Going further when I have a job, I make x number of dollars and I pay the bills.
So, it makes sense to me that if I do not have a job, I should freak out about how on earth am I going to pay the bills? If x is not coming in, how am I going to pay the electric bill?
First and foremost, I need to sing praises to the LORD! Through my faith, I am leaning NOT on my own understanding of “x” = “x”. What I am learning is the GOD provides! Show up, do what you can, lean on HIM and HE will provide.
My household leans completely on my hubby now (and GOD) for its tangibles. My husband is a hard-working contractor and I am a grateful and lucky wife. This is one of the best years he has had in business! Coincidence? I think not! Prayer, and faith – absolutely!!
Now, I do not mean that we both sit back and watch the dough flow in. That is childish. However, I am seeing when I am obedient to the LORD, in line with HIS plan for my life and a desire to put my trust and faith in HIM, everything falls into place! Yes, even the numbers!
Little by little I am focusing less on the numbers and more on my faith.
That is a miracle in itself. And, I am also slowly getting that what I see in front of my face, is not always the lead in to the disaster I imagine! GOD is already ahead of me! So, if my numbers are shaky, my Twitter followers decline, my Facebook friends depart, or my bank account balance is less than I would like; I hold onto the hand of JESUS! Together with the LORD in hand, there is nothing I cannot do! And that is even overcoming the numbers!
With that, I just have to thank the LORD for blessing after blessing. More, I need to look up to the LORD and say THANK YOU JESUS, I know this is all YOU! AMEN
I love technology! So, when I am able to get a new phone or computer I am so excited! I turn on my new technical joy and am excited and amazed! And then when something breaks or it doesn't go the way I want, the amazement and joy slides away! Before I know it, I am waving my fists and cursing the very gift that only moments earlier gave me such joy! How quickly I become un-amazed!
Yesterday, I heard the word "amazed" used in conjunction to our relationship with GOD! After all, it doesn't get more amazing! It did leave me wondering if I treat my amazement in the LORD similar to when I get a new computer? And I may! And I need to change it!
I clearly have seen times where I thought something was devastatingly impossible, still, a way was made. Yep, GOD! I was amazed!
Yet, how soon I forget! A tough situation falls in front of me and how quickly my amazement leaves. And even in my spoil - the LORD holds me, prods me along only once again to be amazed!

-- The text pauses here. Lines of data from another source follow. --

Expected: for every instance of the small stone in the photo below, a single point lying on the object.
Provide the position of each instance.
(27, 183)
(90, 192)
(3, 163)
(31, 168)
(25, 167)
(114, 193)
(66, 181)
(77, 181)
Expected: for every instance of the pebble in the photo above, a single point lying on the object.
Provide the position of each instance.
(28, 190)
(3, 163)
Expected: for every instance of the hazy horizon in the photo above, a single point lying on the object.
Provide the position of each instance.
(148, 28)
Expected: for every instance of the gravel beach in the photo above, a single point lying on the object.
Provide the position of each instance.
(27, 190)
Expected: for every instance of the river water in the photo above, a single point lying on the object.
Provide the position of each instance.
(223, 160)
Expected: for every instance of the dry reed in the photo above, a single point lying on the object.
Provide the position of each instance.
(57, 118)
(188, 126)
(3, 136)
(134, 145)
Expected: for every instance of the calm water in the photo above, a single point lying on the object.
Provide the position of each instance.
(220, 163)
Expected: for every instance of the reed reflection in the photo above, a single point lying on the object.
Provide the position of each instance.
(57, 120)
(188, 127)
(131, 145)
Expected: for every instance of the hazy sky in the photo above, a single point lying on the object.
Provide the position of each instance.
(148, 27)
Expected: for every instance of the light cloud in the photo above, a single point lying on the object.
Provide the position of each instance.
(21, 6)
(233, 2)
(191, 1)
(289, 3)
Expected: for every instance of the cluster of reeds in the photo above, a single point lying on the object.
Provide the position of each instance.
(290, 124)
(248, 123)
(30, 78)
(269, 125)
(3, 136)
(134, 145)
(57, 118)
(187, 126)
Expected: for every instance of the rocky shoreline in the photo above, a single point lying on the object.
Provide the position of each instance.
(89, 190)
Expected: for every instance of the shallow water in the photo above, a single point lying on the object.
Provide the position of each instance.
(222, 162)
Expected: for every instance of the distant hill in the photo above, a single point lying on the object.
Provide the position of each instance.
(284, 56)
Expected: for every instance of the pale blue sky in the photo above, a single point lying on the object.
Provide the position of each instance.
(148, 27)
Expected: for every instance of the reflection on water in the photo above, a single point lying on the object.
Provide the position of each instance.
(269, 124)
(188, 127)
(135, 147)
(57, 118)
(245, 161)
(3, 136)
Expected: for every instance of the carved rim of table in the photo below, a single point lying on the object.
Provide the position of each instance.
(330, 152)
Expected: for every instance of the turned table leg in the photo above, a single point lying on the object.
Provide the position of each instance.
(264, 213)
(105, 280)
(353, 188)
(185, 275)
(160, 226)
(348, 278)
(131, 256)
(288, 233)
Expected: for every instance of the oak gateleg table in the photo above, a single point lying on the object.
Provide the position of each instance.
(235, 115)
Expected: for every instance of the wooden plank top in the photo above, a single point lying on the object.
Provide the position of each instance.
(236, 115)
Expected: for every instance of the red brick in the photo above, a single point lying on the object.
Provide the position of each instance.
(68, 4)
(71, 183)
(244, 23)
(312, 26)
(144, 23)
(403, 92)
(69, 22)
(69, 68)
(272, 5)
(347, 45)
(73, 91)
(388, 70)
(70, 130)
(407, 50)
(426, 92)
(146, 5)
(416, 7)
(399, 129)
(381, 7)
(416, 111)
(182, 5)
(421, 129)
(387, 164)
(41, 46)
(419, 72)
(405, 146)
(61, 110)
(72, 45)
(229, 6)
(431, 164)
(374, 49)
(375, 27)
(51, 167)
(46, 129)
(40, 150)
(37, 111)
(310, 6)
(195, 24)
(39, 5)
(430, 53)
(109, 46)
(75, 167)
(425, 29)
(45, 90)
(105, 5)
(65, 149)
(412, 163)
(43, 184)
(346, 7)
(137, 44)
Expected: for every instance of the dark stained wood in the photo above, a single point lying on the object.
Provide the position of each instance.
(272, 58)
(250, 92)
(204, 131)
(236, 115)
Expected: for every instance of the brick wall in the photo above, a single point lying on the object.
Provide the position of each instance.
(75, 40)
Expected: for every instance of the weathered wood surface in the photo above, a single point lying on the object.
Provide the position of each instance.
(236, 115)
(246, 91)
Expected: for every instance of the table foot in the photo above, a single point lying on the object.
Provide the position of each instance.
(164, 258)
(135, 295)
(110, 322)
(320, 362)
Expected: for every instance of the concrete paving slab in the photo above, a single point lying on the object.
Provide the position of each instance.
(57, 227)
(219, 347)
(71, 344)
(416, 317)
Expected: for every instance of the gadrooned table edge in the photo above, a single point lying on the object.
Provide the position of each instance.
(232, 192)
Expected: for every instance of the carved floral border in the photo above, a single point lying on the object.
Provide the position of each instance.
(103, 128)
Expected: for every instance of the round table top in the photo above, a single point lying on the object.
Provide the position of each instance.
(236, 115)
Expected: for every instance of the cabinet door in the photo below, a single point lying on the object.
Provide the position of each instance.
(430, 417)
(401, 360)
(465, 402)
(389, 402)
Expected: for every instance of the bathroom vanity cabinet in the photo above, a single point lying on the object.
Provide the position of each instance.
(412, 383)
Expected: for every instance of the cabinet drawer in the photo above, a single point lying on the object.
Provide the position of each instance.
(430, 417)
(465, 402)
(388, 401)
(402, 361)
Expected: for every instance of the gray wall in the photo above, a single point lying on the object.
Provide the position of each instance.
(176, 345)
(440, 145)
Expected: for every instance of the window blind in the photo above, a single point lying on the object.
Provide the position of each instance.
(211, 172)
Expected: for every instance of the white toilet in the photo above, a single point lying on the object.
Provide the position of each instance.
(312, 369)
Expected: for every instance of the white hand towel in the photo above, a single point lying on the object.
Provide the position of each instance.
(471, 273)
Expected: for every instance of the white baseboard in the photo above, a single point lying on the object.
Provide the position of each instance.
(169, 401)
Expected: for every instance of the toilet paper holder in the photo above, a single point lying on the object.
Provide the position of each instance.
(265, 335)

LORD, forgive me that I lose the wonder and amazement of YOU too quickly. Forgive me that I allow what surrounds me in the physical to lower my expectations of YOU. YOU tell us that if we have a tiny bit of faith in YOU, YOU WILL move mountains for us- I need to hold onto that. FATHER, instill in me that amazement at and in YOU at every moment and every step. Clear my eyes of the cannots and the impossibles and replace them with faith, hope, love and continuous amazement at who my FATHER is! Amen ❤️
Last night, I watched short videos of some of my grandkids. As I watched, this huge smile came across my face. I felt this overwhelming joy. I could not erase the big Cheshire grin.
This is how the LORD loves me. I need to keep it that simple. Sometimes I make it so complicated!
1 John 3 says: See what great love the Father has lavished on us, that we should be called children of God! And that is what we are!"
It really is that simple, yet huge!! I am a child of GOD! HE desires a walk-in-hand, lift-me-up, one-on-one relationship with "just me." I don't have to perform in perfection. I don't have to be a particular way. GOD looks at me the way I look at my grandkids, swelling with love! Wow!
I am Deni, short for Denise. I grew up in a Jewish home, in a Jewish neighborhood and a Jewish family. In 3rd grade we moved. We moved to a mostly non-Jewish area.... that is where JESUS found me. I say found me because I yet had not acknowledged it, but would find out later.......by grace, HE HELD ME ALL ALONG, just a lil Jewish girl from Philly.